Has machine learning radically impacted the way that authority is built?
“No, I wouldn’t necessarily say so. What it certainly does is help us understand if someone is, in fact, an authority because you can start mapping things out. If you’re in the pharmaceutical context, for example, it would be easy for Google to take a certain set of training data that’s solely related to prescription information for certain types of drugs. You could process that and - based on the specific corpus for a vertical like pharmaceutical - you’d know what a pharmaceutical site looks like, structure-wise.
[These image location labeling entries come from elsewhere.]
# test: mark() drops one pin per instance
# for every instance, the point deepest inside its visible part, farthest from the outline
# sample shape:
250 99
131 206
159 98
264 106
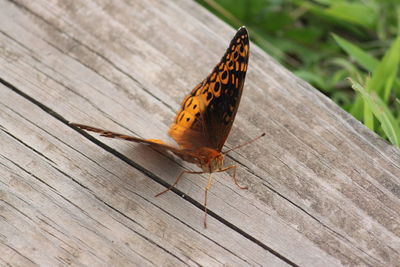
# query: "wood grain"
323 189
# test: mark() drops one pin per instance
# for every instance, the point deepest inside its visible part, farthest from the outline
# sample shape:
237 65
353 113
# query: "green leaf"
356 13
385 73
360 56
388 122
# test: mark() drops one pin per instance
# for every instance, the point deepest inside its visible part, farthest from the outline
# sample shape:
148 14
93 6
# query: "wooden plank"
324 190
93 208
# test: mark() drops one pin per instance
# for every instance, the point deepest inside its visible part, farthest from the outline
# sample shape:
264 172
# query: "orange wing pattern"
208 112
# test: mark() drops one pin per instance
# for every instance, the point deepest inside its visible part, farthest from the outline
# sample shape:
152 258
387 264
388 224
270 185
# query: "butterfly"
205 118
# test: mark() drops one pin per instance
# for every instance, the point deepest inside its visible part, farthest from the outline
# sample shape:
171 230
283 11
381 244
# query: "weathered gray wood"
323 189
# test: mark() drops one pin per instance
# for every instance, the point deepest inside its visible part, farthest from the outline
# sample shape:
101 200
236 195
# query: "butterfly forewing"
208 112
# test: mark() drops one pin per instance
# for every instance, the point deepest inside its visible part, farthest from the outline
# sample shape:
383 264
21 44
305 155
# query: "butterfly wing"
207 113
155 143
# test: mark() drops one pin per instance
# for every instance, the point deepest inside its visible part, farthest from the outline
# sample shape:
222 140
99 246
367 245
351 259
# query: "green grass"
326 41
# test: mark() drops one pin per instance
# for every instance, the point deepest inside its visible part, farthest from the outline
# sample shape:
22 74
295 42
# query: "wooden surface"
323 189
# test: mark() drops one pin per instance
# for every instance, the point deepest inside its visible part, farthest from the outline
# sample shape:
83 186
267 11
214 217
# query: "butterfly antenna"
244 144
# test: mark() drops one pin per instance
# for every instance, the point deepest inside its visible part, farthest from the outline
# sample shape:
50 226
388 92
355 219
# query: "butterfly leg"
234 175
176 181
208 186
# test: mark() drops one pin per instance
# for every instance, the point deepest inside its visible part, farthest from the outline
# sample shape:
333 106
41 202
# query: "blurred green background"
349 50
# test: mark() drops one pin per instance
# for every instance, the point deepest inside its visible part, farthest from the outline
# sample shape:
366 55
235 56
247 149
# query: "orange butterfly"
206 116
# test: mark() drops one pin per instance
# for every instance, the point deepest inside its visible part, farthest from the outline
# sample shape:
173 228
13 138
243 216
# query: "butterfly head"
212 160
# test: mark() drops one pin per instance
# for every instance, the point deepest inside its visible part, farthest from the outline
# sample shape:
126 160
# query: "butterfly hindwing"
155 143
208 112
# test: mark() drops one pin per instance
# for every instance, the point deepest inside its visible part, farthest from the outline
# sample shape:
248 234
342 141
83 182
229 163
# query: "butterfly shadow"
159 166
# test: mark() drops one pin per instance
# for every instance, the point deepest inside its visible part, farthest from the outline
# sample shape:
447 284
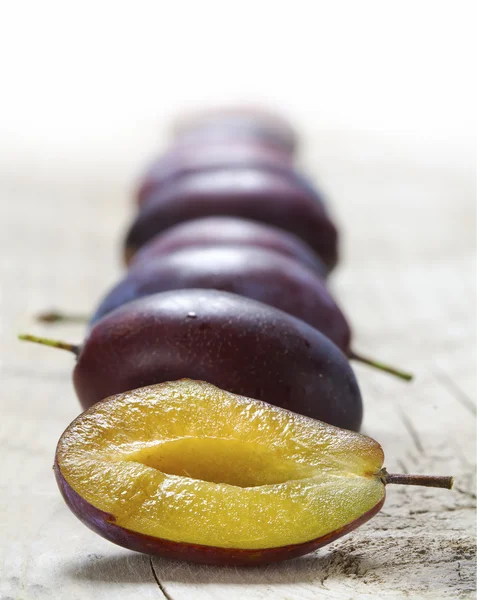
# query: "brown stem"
55 316
75 348
424 480
381 366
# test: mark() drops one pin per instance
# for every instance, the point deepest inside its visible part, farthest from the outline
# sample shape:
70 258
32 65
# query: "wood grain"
407 282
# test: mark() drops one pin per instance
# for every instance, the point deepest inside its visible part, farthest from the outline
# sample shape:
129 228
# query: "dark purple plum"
259 274
182 160
228 231
255 273
235 343
265 197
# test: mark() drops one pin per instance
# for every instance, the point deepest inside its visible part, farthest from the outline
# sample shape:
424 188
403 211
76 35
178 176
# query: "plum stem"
56 316
75 348
441 481
381 366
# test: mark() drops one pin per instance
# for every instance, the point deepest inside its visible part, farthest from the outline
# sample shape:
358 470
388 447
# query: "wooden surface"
407 283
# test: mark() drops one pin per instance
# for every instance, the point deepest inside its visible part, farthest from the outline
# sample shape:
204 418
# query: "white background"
96 82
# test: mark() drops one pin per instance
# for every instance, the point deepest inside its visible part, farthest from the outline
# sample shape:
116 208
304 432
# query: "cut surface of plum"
189 463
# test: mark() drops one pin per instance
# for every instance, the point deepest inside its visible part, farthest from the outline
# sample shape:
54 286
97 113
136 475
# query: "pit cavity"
238 463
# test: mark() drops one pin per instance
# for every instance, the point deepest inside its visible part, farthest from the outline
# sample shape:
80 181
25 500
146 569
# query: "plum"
266 197
260 274
238 344
256 273
181 160
228 231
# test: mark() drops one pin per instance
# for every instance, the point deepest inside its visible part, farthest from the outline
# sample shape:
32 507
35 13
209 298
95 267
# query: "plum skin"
228 231
103 524
259 274
251 194
235 343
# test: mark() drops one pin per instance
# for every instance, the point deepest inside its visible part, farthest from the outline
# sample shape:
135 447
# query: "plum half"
185 470
238 344
236 123
182 160
255 273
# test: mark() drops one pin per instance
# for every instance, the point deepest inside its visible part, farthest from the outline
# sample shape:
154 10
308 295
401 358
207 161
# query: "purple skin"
268 198
258 274
235 343
228 231
182 160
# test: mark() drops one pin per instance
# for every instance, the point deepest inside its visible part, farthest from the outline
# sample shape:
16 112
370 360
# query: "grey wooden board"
407 281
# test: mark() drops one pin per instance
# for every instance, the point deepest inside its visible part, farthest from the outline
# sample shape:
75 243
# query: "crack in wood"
156 578
412 432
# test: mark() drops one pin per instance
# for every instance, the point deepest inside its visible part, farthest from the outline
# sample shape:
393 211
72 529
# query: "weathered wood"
407 282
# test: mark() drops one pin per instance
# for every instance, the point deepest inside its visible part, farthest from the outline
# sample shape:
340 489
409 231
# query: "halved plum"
186 470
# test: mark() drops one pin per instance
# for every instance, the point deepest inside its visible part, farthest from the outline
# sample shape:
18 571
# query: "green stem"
381 366
75 348
55 316
440 481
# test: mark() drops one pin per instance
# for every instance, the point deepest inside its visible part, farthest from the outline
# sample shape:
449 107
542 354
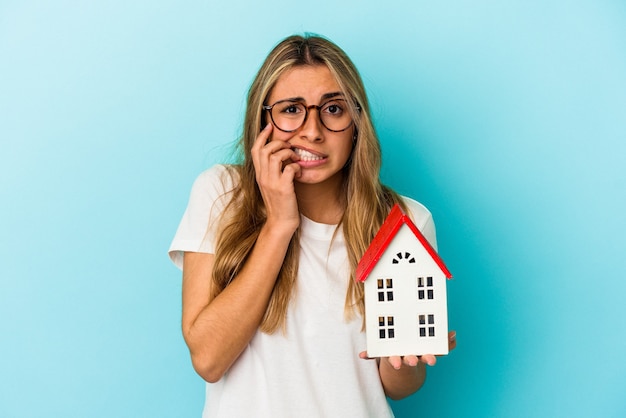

It would be much easier for a machine to understand if it’s a typical site or whether someone is just writing about certain drugs for rankings. With machine learning, you can have verticalized approaches to using different types of data and therefore come to different conclusions as to what a specific authority in the pharmaceutical company looks like. Appeasing machine learning certainly helps but, generally speaking, becoming an authority doesn’t happen overnight. You need to invest in content reputation, citations, linking, etc. These things are still there but the process takes time.”
What shouldn’t SEOs be doing in 2023? What’s seductive in terms of time, but ultimately counterproductive?
“There’s still a lot of old-fashioned tactics out there. For example, auto-generated linking and these types of things. These outdated approaches have been dead for years, so let’s put them to rest. The general mindset you see is a desire to chase different types of patterns or isolated ranking factors that might only move the needle by 1%. This is something that people need to stop obsessing about because that’s not how search works anymore. If you have machines informing decisions based on a broad variety of data, yes you might move the needle by 1%, but the question is: is that really worth your time?
Don’t obsess over individual isolated ranking factors as much as you’ve probably done in the past. Yes, you’ll still need proper page titles but not only because they are a ranking factor. You need them because they make a difference in terms of CTR. They inform what that destination page is all about and could use an internal link, anchor text, etc. Don’t obsess over individual things and ensure your overall approach is as comprehensive as possible. Build a site that has meaning and is informing decisions along the user journey. Stop obsessing over isolated ranking factors.”
Bastian Grimm is CEO and Co-Founder at Peak Ace and you can find him at pa.ag.